今介護をしています 介護家族の心得。介護に対するポイントや注意点をご説明します。

介護家族

いつ、自分が介護をする側になるか。あるいは、される側になるかは、分かりません。例えばちょっとしたつまずきによる転倒で、歩けなくなってしまう。あるいは風邪をこじらせて、そこから感染症にかかってしまうといったことも、十分にありえるのです。
いざ、介護する側・される側になったときに、どのように介護と向き合っていけばよいか。あらかじめ、知っておくことが大切でしょう。

ゆとりを持つ大切さ

両親や配偶者を在宅で介護するとき、ゆとりを持って介護に向かえるかということはとても大きなポイントです。介護度がどんなに重くても、余裕を持って対応することができればそこに楽しみも生まれるでしょう。しかし、反対に気持ちに余裕がない状態では、介護は疲労だけが残る辛いものになってしまいます。

家族が連帯感を持つ

それでは、どうすればゆとりが生まれるのでしょうか。介護サービスを活用することはもちろんですが、一番は協力者を増やすことです。家族の中で1人が介護にあたるのではなく、それぞれが介護の役割を担当するようにします。そうすると、「介護」が家族みんなの共通のものとなり、ちょっとした時間に意見交換ができたり、ときには弱音を吐いたりすることもできるようになります。こういったことが日常的に交わせるようになると、家族に連帯感が生まれてきます。

孤独感や閉塞感の中で

しかし、現実はそんなに甘くはありません。
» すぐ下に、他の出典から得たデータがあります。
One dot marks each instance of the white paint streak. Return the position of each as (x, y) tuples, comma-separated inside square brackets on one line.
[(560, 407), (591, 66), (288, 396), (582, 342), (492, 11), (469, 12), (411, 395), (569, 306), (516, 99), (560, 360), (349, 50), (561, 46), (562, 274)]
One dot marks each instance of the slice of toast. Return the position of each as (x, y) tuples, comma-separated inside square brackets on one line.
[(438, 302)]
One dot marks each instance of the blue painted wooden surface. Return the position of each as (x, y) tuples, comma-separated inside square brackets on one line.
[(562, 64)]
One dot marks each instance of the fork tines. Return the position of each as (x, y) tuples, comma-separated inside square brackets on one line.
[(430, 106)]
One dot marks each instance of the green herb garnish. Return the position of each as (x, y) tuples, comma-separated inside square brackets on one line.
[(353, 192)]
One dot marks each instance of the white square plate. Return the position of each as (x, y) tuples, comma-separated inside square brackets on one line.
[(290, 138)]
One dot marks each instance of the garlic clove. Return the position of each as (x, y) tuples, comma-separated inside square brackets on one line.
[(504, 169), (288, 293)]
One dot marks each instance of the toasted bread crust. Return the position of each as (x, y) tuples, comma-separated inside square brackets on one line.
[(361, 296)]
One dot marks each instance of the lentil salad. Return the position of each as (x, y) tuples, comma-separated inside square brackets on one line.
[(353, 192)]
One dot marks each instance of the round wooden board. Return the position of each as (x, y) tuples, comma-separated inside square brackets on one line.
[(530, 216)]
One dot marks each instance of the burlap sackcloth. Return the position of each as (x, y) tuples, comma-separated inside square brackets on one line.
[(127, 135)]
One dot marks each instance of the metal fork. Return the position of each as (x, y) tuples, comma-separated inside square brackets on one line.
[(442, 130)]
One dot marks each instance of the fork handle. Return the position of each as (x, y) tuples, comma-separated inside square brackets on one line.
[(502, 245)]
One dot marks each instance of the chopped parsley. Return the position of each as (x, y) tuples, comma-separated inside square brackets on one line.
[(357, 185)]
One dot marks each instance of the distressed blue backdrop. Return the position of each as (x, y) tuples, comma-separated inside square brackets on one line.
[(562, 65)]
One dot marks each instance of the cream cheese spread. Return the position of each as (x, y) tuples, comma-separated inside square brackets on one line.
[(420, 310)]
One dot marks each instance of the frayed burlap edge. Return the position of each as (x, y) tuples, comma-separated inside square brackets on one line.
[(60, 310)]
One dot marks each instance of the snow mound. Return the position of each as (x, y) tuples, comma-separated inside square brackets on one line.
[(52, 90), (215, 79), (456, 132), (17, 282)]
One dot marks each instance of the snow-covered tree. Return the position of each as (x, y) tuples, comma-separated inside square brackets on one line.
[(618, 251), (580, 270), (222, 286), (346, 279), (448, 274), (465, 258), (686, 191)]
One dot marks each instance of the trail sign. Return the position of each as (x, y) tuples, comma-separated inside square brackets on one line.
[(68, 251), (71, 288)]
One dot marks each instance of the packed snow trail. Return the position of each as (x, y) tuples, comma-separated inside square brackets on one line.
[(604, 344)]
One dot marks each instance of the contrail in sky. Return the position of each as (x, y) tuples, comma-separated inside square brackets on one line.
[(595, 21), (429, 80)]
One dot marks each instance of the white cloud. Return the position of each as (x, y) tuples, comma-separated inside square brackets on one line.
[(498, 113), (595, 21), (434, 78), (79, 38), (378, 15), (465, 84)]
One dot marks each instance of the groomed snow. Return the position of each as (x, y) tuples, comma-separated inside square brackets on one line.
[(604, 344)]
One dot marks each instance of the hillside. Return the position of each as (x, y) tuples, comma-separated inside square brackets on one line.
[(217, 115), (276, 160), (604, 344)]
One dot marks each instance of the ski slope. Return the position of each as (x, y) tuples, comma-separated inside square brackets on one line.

家族の協力を得られず、例えば子育てをしながら寝たきりの義母の介護をしなければならない人や、両親の介護のために仕事を辞めて年金収入だけでなんとか生活している人。あるいは、目を離せばオムツを食べようとする認知症の親の対応に昼夜追われている人など、実際に起こっていることです。 はじめは皆、熱意を持って介護に奮闘するものです。しかし徐々に介護疲れを起こし、「一体自分は何のために生きているのか」と日々の生活を虚しく感じるようになっていきます。数年間の介護であれば、笑顔で乗り越えられるかもしれません。しかし10年・20年と、いつまで続くのかわからない介護生活の中では、孤独感や閉塞感が強まり、精神的に追いつめられてしまうのです。

オープンな介護を

そのような中、介護をオープンにしていくことで希望が見えてくる場合があります。例えば認知症の人を抱えている場合、地域や近所の人たちの理解と協力を得ることで、大きな助け舟となります。徘徊していたところを近所の人が見つけてくれたり、それまではトラブルに発展していたことも、事前に防ぐことができるようになったりするのです。何よりも大きいのは、それまでやりどころのなかった介護者の気持ちが、外にも向かうようになることです。

楽しみを見つけながら

ゆとりある介護環境が整うと、自然と楽しみが見つかるようになります。何気ない場面で「前よりも腕が上がるようになったな」と感じたり、あるいは「退院したばかりのころは一日中家の中にいたけど、最近は庭で花に水遣りをするようになったな」といった変化に気づいたりします。そうした気付きが積み重ねられ、小さな楽しみとして認識されるようになるでしょう。介護者は要介護者に対して適度な距離を保ちながら、ときには厳しくときには思いやりを持ち、ゆとりある介護ができるよう考え続けることが大切です。